NEJMにコロナの今後の展望がありました。
OWS(Operation warp speed)というアメリカの政府機関が書いているようです。
3つの目標があって、時間軸を決める、厳密に科学的、量産できるということが柱のコンセプトです。ワクチンについてはもう最後にしか触れてなくて、ワクチンができてもその評価も含めて、長い時間がかかると書いてあります。治療としてとくに多くを費やしているのは抗体製剤です。
コロナから、回復した人の血清から、治療薬を作って、頑張っています。
これは日本の武田製薬も早くに宣言して、加わっています。抗体製剤はエボラウイルスで成功したので、期待が大きいのですが、エボラ出血熱はコンゴ近辺で収束できましたが、コロナは封じ込めに失敗しているので、量産が難しい。期待できる量としては数十万人分ぐらいのようです。抗体はリンパ球が作るので、このリンパ球が試験管で、大量に増やせればいいわけです。
が、コロナにかかった人のリンパ球を脾臓の中から選んで増やすというわけにはいきません。脾臓からリンパ球を取るために遺伝子改変した牛で、人のガンマーグロブリンを作れるようにした研究材料がいます。これを使って、抗体を作らせて、研究をしているようです。今は安全性試験の段階で、フェーズ1です。なるほど。自分もDNAワクチンをネズミに打って、脾臓とって、リンパ球増やして抗体を作るとかはすぐに思いつきましたが、人のガンマーグロブリンかどうかは保証されてないから、実験だけかな?とかは思っていました。
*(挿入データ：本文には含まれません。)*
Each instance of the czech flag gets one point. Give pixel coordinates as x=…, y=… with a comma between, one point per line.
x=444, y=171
また、低分子化合物、いわゆる薬は、新しく開発されてきたものが、今フェーズ2に来ているそうです。時間的にみると、来年ではせいぜい使えるのはワクチンですね。新しい抗体製剤や薬はもう少しかかりそうです。ワクチンの抗体持続期間が2-4週間と見積もられているので、何回も打つということなのですが。来年はこの副作用で大変だったりして。

 アビガン承認申請がやっと。救われた命もあったかもしれませんね。